Déclaration du porte-parole, point de presse du 26 mars 2007

(Sur une question concernant le tribunal international, le président Chirac a annoncé lors de la conférence de presse à Berlin ’’... je serai, à ce moment là, favorable à cette initiative (décision prise sous chapitre VII)... Il serait préférable que ce soit le Liban qui en soit à l’origine. Mais on ne peut plus attendre. Il faut maintenant prendre une initiative ... avant la fin de mon mandat’’.
Pourquoi ce changement de position concernant la formation du tribunal ? Y a-t-il un accord au sein du Conseil de sécurité pour passer sous le chapitre VII ? Les divergences ont-elles été réglées entre les membres permanents ? Est-ce que cela se fera après le sommet de Riyad étant donné l’urgence et durant les discussions des rapports sur le Liban ? Cela nécessite-t-il une nouvelle résolution ?)
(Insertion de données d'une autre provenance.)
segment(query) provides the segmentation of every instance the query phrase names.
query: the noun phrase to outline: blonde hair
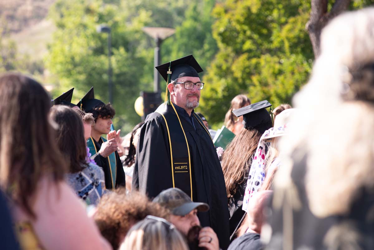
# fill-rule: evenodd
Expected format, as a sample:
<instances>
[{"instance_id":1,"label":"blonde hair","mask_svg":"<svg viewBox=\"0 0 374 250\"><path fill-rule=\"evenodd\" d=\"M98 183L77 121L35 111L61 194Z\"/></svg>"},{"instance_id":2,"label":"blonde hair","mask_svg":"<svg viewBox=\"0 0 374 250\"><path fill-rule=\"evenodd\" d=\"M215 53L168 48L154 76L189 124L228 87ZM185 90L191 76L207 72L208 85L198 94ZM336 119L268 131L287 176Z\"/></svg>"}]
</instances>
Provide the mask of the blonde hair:
<instances>
[{"instance_id":1,"label":"blonde hair","mask_svg":"<svg viewBox=\"0 0 374 250\"><path fill-rule=\"evenodd\" d=\"M283 104L281 104L280 105L274 109L274 110L273 110L273 113L274 114L274 119L275 119L275 117L277 115L280 114L283 110L288 109L292 108L292 107L291 107L291 106L288 103L283 103Z\"/></svg>"},{"instance_id":2,"label":"blonde hair","mask_svg":"<svg viewBox=\"0 0 374 250\"><path fill-rule=\"evenodd\" d=\"M231 100L231 105L225 116L224 124L226 127L230 131L234 128L234 124L236 116L233 113L232 111L235 109L242 108L246 105L251 104L251 100L245 95L238 95Z\"/></svg>"},{"instance_id":3,"label":"blonde hair","mask_svg":"<svg viewBox=\"0 0 374 250\"><path fill-rule=\"evenodd\" d=\"M374 64L373 42L374 8L333 20L322 31L322 53L312 78L294 98L303 116L294 121L294 129L281 146L280 154L288 159L275 184L290 190L292 162L306 156L307 193L310 210L318 217L348 212L359 190L374 184L374 100L357 94L347 100L343 94L356 91L352 84L374 89L373 74L346 81L358 66Z\"/></svg>"},{"instance_id":4,"label":"blonde hair","mask_svg":"<svg viewBox=\"0 0 374 250\"><path fill-rule=\"evenodd\" d=\"M129 231L120 250L188 250L185 240L172 224L147 218Z\"/></svg>"}]
</instances>

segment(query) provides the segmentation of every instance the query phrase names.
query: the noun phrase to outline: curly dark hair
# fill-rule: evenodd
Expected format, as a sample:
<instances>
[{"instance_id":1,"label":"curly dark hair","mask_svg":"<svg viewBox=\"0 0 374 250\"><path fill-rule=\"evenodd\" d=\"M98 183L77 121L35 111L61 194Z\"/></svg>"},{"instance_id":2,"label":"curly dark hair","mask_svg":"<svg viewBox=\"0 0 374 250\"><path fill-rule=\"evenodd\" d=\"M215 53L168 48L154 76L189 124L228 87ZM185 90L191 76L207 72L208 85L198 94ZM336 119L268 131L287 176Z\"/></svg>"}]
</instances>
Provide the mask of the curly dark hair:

La France n’a cessé de rappeler son attachement à la création du tribunal à caractère international, voulue par la communauté internationale.
Comme le président de la République l’a souligné lors de sa conférence de presse à Berlin, à l’issue des cérémonies du 50ème anniversaire des Traités de Rome, ’’il est souhaitable que les autorités libanaises (...) prennent elles-mêmes les initiatives qui s’imposent’’. Le chef de l’Etat estime cependant que, dans l’hypothèse où les circonstances locales rendraient cela difficile ou impossible, il faudrait bien trouver une autre issue, à travers une décision prise sur la base du chapitre VII.
En termes de calendrier, le président évoque la possibilité d’une telle initiative avant la fin de son mandat.
L’hypothèse de la création du tribunal à caractère international sous chapitre VII suppose, évidemment, une nouvelle résolution du Conseil de sécurité des Nations unies.
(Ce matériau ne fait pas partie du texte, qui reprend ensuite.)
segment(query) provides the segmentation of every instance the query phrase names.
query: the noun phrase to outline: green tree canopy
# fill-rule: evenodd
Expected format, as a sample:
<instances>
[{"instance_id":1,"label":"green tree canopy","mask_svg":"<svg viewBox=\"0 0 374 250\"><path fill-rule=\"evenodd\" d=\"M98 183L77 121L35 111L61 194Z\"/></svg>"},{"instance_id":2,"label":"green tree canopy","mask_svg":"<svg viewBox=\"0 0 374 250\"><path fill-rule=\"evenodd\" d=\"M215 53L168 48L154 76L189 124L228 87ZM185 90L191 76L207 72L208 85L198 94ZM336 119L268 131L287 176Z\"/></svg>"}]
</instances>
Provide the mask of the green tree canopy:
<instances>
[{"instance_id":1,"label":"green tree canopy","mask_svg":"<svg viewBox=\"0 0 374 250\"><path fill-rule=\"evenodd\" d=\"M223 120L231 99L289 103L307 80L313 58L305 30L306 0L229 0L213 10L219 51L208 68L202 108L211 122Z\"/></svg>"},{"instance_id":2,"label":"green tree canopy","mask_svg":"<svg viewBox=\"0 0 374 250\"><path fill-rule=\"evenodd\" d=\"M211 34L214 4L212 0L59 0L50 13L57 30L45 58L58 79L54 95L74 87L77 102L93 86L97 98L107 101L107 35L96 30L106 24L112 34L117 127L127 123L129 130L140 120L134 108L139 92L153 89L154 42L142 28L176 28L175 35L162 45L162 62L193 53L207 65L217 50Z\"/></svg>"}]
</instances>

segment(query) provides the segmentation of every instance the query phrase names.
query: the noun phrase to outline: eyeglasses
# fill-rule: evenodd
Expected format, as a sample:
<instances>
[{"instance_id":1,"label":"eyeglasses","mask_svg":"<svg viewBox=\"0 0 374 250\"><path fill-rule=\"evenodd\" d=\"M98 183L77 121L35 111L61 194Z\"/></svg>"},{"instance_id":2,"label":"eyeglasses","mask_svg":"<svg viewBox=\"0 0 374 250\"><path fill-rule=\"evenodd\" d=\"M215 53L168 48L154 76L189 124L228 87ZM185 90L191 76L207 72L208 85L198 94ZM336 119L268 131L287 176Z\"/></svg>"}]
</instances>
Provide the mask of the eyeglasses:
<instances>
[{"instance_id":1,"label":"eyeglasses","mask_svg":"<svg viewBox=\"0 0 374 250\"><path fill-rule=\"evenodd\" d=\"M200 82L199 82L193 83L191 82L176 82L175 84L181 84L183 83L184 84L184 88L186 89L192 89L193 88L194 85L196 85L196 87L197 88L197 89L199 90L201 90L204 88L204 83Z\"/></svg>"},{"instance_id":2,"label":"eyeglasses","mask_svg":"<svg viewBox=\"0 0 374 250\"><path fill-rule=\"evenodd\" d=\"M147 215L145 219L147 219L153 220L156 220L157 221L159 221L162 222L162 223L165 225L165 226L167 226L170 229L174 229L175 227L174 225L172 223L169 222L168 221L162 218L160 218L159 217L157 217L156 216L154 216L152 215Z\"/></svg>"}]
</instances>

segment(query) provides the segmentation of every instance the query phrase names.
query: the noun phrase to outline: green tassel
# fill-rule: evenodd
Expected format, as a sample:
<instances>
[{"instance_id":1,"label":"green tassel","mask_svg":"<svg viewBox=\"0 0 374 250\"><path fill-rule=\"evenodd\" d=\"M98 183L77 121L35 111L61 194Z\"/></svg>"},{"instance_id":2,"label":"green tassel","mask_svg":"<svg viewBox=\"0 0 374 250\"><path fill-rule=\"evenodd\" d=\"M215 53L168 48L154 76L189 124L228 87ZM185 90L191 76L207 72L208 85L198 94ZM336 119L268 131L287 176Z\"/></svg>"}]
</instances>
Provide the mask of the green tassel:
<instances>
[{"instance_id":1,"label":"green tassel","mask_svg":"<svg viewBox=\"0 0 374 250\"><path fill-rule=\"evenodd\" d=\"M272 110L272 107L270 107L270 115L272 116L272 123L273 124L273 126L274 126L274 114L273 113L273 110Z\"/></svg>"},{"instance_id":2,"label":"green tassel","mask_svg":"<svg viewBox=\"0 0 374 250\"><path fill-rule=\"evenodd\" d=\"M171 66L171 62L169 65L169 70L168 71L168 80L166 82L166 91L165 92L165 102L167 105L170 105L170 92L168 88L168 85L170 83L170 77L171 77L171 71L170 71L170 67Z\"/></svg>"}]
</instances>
(Le patriarche et le conseil d’évêques maronites sont opposés à un tribunal sous le chapitre VII. Vous-mêmes étiez contre. Ne craignez-vous pas qu’une telle démarche n’aggrave les divisions au Liban et provoque davantage de tensions ?)

Comme je viens de vous l’indiquer, une telle hypothèse n’est envisagée qu’en dernier recours. Les Libanais et la communauté internationale ne peuvent en effet renoncer à la création du tribunal, qui répond à une exigence de justice.